Divulgação de diálogos aguça cultura da fofoca
Ao mesmo tempo em que expõe corruptos, a divulgação sem freios de conversas privadas alimenta obsessão do público pela intimidade alheia. Segundo o diretor da Associação Psicanalítica de Porto Alegre, Robson Pereira, as escutas são sintoma perverso de nossa cultura e atualizam a fantasia de olhar pelo buraco da fechadura.
– A novidade é que acontece um convite, quase um imperativo de que se realize esta fantasia. A consequência é uma confusão entre público e privado e, mais importante, entre privacidade e intimidade – comenta Pereira.
Essa curiosidade insaciável fez viralizar na internet conversa da nora do ex-presidente Luiz Inácio Lula da Silva, Renata da Silva, com um amigo, sobre a qual se disseminaram rumores de um eventual caso extraconjugal. A ligação foi interceptada pela Operação Lava-Jato e entregue à imprensa mesmo que não houvesse nenhum indício de ilegalidade na conversa.

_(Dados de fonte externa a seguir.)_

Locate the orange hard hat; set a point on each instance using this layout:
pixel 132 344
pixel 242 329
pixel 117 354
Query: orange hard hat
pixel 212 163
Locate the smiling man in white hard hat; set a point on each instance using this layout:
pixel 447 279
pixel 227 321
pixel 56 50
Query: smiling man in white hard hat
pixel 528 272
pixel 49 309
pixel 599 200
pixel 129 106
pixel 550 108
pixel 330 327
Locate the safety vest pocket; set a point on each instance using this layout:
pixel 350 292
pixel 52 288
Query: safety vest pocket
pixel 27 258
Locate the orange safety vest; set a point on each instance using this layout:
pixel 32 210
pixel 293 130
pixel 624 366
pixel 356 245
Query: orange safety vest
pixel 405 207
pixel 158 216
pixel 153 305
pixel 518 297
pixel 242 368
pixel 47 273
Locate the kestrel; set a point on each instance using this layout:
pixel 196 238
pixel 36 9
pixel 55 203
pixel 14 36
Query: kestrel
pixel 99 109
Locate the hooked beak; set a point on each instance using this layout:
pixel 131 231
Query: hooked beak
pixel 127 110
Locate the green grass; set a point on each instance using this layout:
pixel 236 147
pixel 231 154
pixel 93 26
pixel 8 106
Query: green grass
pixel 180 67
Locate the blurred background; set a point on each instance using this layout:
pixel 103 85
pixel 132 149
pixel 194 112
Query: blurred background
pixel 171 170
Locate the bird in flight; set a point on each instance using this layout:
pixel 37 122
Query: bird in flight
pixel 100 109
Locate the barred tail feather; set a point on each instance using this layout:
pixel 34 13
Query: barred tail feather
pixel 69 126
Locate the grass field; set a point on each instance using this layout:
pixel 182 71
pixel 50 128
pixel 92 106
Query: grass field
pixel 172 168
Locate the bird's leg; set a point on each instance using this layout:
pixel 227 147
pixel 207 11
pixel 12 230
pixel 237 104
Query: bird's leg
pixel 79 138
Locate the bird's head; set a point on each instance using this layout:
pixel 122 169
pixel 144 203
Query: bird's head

– Ninguém resiste às fofocas da Corte. Parece que há um prazer com a degradação dos outros – comenta o psicanalista Mario Corso.
Na visão de Corso, nos últimos dois anos a política nacional tem protagonizado espetáculo terrível, que, por fim, acaba espelhando o comportamento da população, seja nos pequenos delitos éticos do dia a dia, seja pela demasiada atenção concedida à irrelevância:
– A gente perdeu o interesse pelo que realmente interessa. Não se discute uma saída para a crise. Só nos interessam os podres, as falhas morais dos outros. Se a gente deixa baldio o terreno das ideias, só vai germinar inço, bobagens.